Le récit se déroule dans l'au-delà de la mythologie chinoise, le Diyu, conférant ainsi au roman une tonalité éthérée portée par la magie de l’endroit. Grâce à elle, il est alors aisé de se figurer, à travers la description des cent niveaux de l’au-delà, le brouillard et les montagnes de la peinture sous l'empire et plus communément de la Grande Muraille de Chine dans la culture populaire. Les dieux, démons et entités mythiques y sont de la sorte décrits de manière énigmatique, mystérieuse et insaisissable. Les nombreux termes désignant les lieux constituant le Diyu et ses entités, traduits en français, permettent aussi au lecteur de découvrir l’immense poésie de la mythologie chinoise, qu'il est également possible de retrouver dans les dénominations des différentes portes et pavillons de la Cité Interdite à Pékin ; un excellent exemple de la sophistication et de la complexité de la culture traditionnelle chinoise. Et si la mythologie chinoise et le Diyu semblent bien plus complexes que la mythologie gréco-romaine ou égyptienne, lesquelles sont sans doute les plus connues du monde occidental, l'auteure parvient à distiller une grande quantité d'informations, à fournir un réel aperçu de cette mythologie de façon naturelle et intelligible, et à dessiner une carte du Diyu à l’instar de la carte des Enfers de Virgile.

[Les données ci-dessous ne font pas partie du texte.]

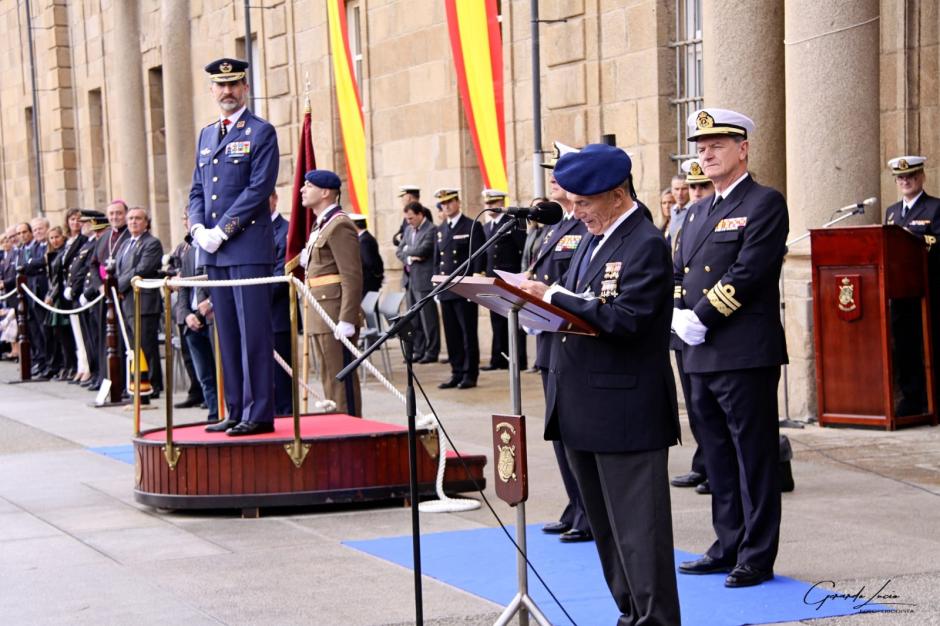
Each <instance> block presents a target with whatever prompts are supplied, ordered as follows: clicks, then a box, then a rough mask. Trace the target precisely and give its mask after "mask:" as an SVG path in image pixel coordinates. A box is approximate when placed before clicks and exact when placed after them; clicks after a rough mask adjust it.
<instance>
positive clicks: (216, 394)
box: [212, 321, 225, 422]
mask: <svg viewBox="0 0 940 626" xmlns="http://www.w3.org/2000/svg"><path fill="white" fill-rule="evenodd" d="M212 339H213V342H212V343H213V347H212V350H213V356H215V393H216V404H218V405H219V421H220V422H224V421H225V381H224V380H222V348H221V347H220V346H219V325H218V324H217V323H216V322H215V321H213V322H212Z"/></svg>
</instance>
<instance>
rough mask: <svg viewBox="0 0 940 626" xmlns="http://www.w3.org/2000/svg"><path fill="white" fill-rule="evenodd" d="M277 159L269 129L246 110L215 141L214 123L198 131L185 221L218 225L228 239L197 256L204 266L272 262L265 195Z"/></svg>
mask: <svg viewBox="0 0 940 626" xmlns="http://www.w3.org/2000/svg"><path fill="white" fill-rule="evenodd" d="M279 157H280V154H279V153H278V147H277V133H276V132H275V131H274V127H273V126H271V125H270V124H269V123H268V122H266V121H265V120H263V119H261V118H260V117H257V116H255V115H254V114H253V113H252V112H251V111H249V110H248V109H245V111H244V112H243V113H242V115H241V117H240V118H239V119H238V121H237V122H235V124H233V125H232V127H231V129H230V130H229V131H228V133H227V134H226V135H225V138H224V139H223V140H222V141H221V142H220V141H219V122H214V123H212V124H210V125H208V126H206V127H205V128H203V129H202V130H201V131H200V132H199V142H198V147H197V149H196V167H195V169H194V170H193V186H192V189H191V190H190V192H189V223H190V224H191V225H192V226H195V225H196V224H202V225H203V226H205V227H206V228H215V227H216V226H219V227H220V228H221V229H222V232H223V233H225V236H226V237H228V240H227V241H225V242H223V243H222V246H221V247H220V248H219V249H218V251H217V252H215V253H213V254H205V255H200V257H199V258H200V261H204V265H214V266H221V267H225V266H230V265H265V264H272V263H274V235H273V234H272V233H273V228H272V226H271V211H270V208H269V206H268V197H269V196H270V195H271V192H272V191H274V184H275V182H276V181H277V170H278V159H279Z"/></svg>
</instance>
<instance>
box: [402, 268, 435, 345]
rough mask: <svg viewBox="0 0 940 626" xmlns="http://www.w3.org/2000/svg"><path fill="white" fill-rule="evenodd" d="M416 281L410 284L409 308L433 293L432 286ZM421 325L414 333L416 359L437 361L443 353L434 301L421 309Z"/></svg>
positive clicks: (409, 295) (421, 307)
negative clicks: (420, 282)
mask: <svg viewBox="0 0 940 626" xmlns="http://www.w3.org/2000/svg"><path fill="white" fill-rule="evenodd" d="M417 282H418V281H416V280H413V279H411V280H409V282H408V293H407V295H408V306H409V307H412V306H414V303H415V302H417V301H418V300H420V299H421V298H423V297H424V296H426V295H427V294H429V293H430V292H431V285H430V284H428V285H427V286H423V285H417ZM419 319H420V321H421V323H420V324H418V325H417V327H416V328H415V332H414V339H412V343H413V345H414V358H415V360H416V361H420V360H421V359H422V358H424V359H428V360H431V361H437V357H438V355H439V354H440V352H441V331H440V323H439V322H438V316H437V303H436V302H434V301H433V300H432V301H431V302H428V303H427V304H425V305H424V306H423V307H421V313H420V314H419Z"/></svg>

Malgré une atmosphère profondément chinoise, l'empreinte de l'Occident se fait toutefois ressentir dans certaines réactions et attitudes des personnages. Tout d'abord, la Légende de Hua Mulan peut être perçue comme féministe et se prête à l'évidence à cette thématique, cependant, les interactions hommes-femmes en Chine à cette époque ne peuvent être décrits de manière identique aux rapports occidentaux contemporains. Nonobstant, par endroits, la touche féministe est bien amenée et semble cohérente, car même si la société chinoise structurait les rapports homme-femme d'une certaine façon, dans le cadre privé, il est possible que les personnes la constituant pussent avoir leur propre manière de les percevoir. Et il est important de noter ce décalage : ces moments créent en effet un réel contraste entre l’influence et le contexte chinois de l'histoire et les rapports entre les personnages qui de temps à autre paraissent occidentalisés. Aussi, les insubordinations militaires parsemant le roman semblent peu réalistes et détonnent quelque peu, même si elles s'inscrivent très bien dans l'humour de Mulan.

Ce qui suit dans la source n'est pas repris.